The Speculative Studio: High School Workshop with Derek Owens | Wednesdays 1-3pm | 2/18, 2/19, 2/21 | Spring 2026

Teens | Available

This series of three, two-hour workshops is intended for sophomore, junior, and senior high school art and/or creative writing students interested in exploring experimental mixed media artists and writers. The goal is to expose students to creatives whose work--which can be risky, crazy, absurd, strange, hilarious, and controversial--has the potential to open new directions for young artists and writers. This is not an art history course but an energetic tour of artist/writers working in more than one media, including collage, assemblage, poetry, video, installation, sound arts, film, artists' books, sound poetry, performance, and fiction. Although not a traditional pre-college portfolio workshop, the instructor will work one-on-one with students to better understand their artistic and writerly interests, and assist students in writing artist's statements or their creative writing.

Each two-hour workshop will feature open discussion, brief screenings, journaling, and  "show and tell" where relevant materials are passed around and interested students might share their work. For a glimpse into the type of art and writing to be featured in this workshop, please consult the website for a longer seminar version also offered through the Art League of Long Island: The Speculative Studio.

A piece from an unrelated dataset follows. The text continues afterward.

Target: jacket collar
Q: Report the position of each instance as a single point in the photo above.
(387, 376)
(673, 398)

About the instructor: Derek Owens is an artist and writer whose work can be found at derekowens.net. He's been a professor at St. John's University for 30 years; before that he taught at Harvard University and in the Experimental College at Tufts University. He has taught students at all levels--middle school, high school, undergraduate, and graduate--and specializes in student-based pedagogies and multi-modal composition. Interested applicants are welcome to contact him with any questions at contact@derekowens.net.


  • A tiny sampling, in no particular order, of the many patron saints whose spirits will guide us throughout the seminar: William Blake, Zhang Xu, Kurt Schwitters, Georges Mélies, Joseph Cornell, Jess, Pipilotti Rist, Vanessa German, Arthur Jafa, Gins + Arakawa, Adrienne Piper, Maya Deren, Hilma af Klimt, Henry Darger, George Herriman, Adolf Wolfli, Paul Metcalf, Stan Brakhage, Xu Bing, Anne Carson, Robert Smithson, John Cage, Arthur Bispo do Rosário, Hannah Weiner, Eugene Von Bruenchenhein, M. NourbeSe Philip, Jenny Holzer, Hannelore Baron, Susan Howe, Jack Whitten, Bernadette Mayer, Basquiat, Susan Hiller, Gee's Bend quiltmakers, Philip Taaffe, Kamau Brathwaite, Tom Phillips, Plunderphonics, Refik Anadol, countless indigenous events, folklore, and rituals, etc., etc., & etc.

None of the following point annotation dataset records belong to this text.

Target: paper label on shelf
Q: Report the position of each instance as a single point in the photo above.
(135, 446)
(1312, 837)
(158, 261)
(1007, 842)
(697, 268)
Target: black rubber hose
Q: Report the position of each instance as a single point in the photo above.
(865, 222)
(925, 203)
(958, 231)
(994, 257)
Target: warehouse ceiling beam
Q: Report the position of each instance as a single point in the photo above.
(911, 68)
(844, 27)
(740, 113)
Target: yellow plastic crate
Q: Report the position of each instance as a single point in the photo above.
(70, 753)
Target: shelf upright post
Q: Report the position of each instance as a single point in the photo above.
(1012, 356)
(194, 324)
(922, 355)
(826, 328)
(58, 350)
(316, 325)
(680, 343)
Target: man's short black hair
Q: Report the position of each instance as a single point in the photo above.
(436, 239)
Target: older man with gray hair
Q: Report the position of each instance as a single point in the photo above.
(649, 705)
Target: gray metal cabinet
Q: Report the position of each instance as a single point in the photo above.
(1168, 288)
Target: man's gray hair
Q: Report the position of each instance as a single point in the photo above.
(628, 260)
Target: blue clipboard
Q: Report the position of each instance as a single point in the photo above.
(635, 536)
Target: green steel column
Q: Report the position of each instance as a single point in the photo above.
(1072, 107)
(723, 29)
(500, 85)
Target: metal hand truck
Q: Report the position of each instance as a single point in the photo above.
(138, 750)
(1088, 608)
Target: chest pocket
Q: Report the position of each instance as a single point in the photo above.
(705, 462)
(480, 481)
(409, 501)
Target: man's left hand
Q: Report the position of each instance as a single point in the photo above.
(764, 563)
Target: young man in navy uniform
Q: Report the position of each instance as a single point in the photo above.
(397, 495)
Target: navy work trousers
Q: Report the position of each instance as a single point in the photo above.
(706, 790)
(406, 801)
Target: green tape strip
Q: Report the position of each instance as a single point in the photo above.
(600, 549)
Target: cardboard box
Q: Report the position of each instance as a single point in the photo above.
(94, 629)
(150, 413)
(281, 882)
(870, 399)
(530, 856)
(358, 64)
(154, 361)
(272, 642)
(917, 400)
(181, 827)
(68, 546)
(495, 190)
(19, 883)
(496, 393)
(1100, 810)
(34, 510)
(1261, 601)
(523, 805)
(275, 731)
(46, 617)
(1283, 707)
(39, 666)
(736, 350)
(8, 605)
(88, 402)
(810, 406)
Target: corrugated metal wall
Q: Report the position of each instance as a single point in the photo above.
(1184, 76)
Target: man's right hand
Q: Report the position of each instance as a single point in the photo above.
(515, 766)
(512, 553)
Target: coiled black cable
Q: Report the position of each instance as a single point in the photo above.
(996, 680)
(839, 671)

  • Participants are encouraged to bring any and all materials (paper, fabric, unfinished paintings, sketches, photos, bits of prose) for their own compositions, as well as to share with others if they wish.

Derek Owens

I'm an artist working in mixed media and a writer of fiction and poetry. My painting and collage reflect a fascination with sampling, remixing, and salvaging found materials. I'm drawn to discontinued fabric samples, library book discards, and anything old, worn, or forgotten found in flea markets, garage sales, and roadside garbage.

My painting process is one of layering--usually ink and acrylic first, then oil stick, then paper ephemera, string, zippers, dried flowers, peppercorns, etc. (I suppose here the compositional impulses resemble that of a bower bird.) My collage method involves hours of looking through old magazines and books for the unexpected off-kilter image to juxtapose with morsels of text from arcane sources—manifestoes on personal magnetism, weird medical histories, old timey elementary textbooks, and the like. My fiction has a magical realist bent; the poetry, like the visual collage, remixes language from discarded sources like vintage newspapers, pulp novels, and treatises by clairvoyants.

My work has been described as whimsical and surrealist. But a current running through my efforts is also solastalgia, the anxiety and melancholia we feel at impending environmental risk and crisis--what some have described as a kind of pre-traumatic stress disorder, a pervasive anxiety and apprehension at living here in the anthropocene. This mixture of melancholy and wonderment, disquiet and delight, echoes throughout the work. Seeking the fantastical in a saddening world.